More research on friendship. And now I'm turning to CS Lewis' The Four Loves. (I was mesmerised by his chapters on friendship and affection, but embarrassed to say I understood only 40 per cent of his writing on romantic love.)

I was taken by this section on love, safety and self-protection.

Lewis tells of St Augustine, who lost his best friend and wrote about how devastated he was.

“This is what comes of giving ones heart to anything but God," said Augustine. "All human beings pass away. Do not let your happiness depend on something you may lose. If love is to be a blessing, not a misery, it must be for the only Beloved who will never pass away.”

It would be nice to always agree with the ancient Christian greats, but Lewis takes issue with his sentiments.

Instead he argues that Augustine's position is the safe option.

Lewis writes: “Of all the arguments against love, none makes so strong an appeal to my nature as ‘careful, this might lead you to suffering!’ "

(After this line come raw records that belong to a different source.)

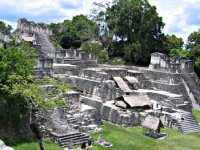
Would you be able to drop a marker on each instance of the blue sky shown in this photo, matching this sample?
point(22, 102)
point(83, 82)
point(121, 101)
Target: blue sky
point(180, 16)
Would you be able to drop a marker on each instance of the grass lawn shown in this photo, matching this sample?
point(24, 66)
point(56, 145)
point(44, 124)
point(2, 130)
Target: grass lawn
point(33, 145)
point(133, 139)
point(196, 113)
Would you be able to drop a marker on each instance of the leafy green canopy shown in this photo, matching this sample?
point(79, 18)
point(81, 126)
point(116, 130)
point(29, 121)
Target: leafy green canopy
point(72, 33)
point(135, 27)
point(193, 46)
point(18, 91)
point(15, 64)
point(4, 28)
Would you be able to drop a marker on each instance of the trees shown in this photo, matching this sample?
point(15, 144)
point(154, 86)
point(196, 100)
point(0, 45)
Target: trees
point(172, 42)
point(18, 91)
point(136, 25)
point(5, 28)
point(193, 46)
point(72, 33)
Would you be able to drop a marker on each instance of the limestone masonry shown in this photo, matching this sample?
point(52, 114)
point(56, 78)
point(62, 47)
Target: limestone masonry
point(123, 95)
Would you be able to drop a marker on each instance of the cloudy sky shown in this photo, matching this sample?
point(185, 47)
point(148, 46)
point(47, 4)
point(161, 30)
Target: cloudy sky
point(180, 16)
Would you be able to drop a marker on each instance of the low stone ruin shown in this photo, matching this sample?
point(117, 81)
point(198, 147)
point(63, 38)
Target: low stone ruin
point(122, 95)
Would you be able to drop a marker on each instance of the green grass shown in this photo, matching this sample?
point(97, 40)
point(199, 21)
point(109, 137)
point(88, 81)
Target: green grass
point(133, 139)
point(196, 113)
point(33, 145)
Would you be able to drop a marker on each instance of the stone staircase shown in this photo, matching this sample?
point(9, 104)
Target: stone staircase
point(65, 140)
point(188, 124)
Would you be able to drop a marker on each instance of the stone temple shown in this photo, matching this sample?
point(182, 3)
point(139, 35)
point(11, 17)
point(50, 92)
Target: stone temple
point(123, 95)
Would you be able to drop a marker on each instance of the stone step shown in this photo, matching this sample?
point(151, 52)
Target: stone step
point(190, 130)
point(73, 137)
point(76, 143)
point(194, 126)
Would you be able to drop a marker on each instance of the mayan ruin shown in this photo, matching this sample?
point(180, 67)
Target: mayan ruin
point(155, 101)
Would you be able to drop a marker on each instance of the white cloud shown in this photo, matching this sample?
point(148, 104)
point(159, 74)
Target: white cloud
point(175, 15)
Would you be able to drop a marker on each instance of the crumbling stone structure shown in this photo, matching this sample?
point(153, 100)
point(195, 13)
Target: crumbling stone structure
point(176, 64)
point(121, 95)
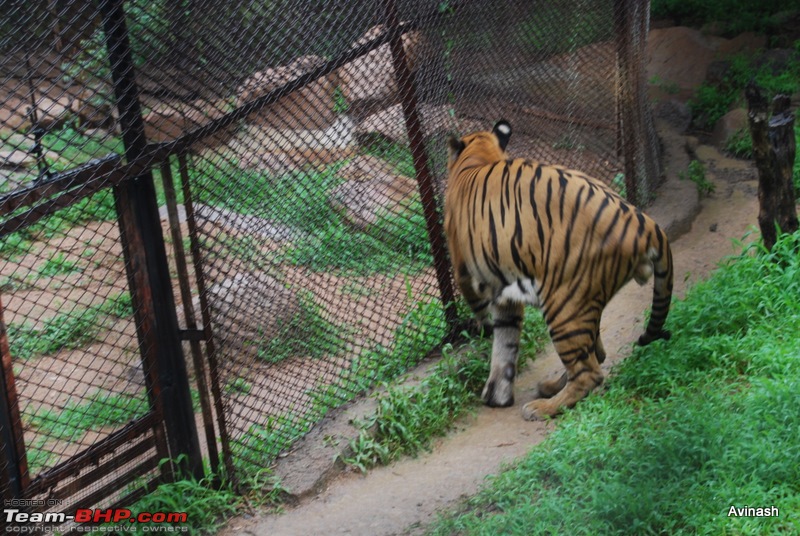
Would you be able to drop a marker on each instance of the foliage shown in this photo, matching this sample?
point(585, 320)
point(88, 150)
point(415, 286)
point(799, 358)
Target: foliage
point(325, 241)
point(92, 413)
point(697, 174)
point(67, 330)
point(712, 101)
point(686, 429)
point(409, 417)
point(735, 15)
point(205, 503)
point(308, 333)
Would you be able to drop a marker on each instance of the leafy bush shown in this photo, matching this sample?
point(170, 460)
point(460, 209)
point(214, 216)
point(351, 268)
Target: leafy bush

"But when I respond to that appeal I seem to be a thousand miles from Christ. If I am sure of anything, I am sure that his teaching was never meant to confirm my preference for safety.... God himself doesn’t have insurance against heartbreak."

"There is no safe investment. To love at all is to be vulnerable. Love anything, and your heart will certainly be wrung and possibly be broken. If you want to make sure of keeping it intact, you must give your heart to no one, not even an animal. Wrap it carefully around with hobbies and little luxuries; avoid all entanglements; lock it up safe in the casket or coffin of your selfishness."

"But in that casket – safe, dark, motionless, airless – it will change. It will not be broken, but it will become unbreakable, impenetrable, irredeemable. The alternative to tragedy (or the risk or tragedy) is damnation. The only place outside heaven where you can be perfectly safe from all the dangers nad perturbations of love is Hell."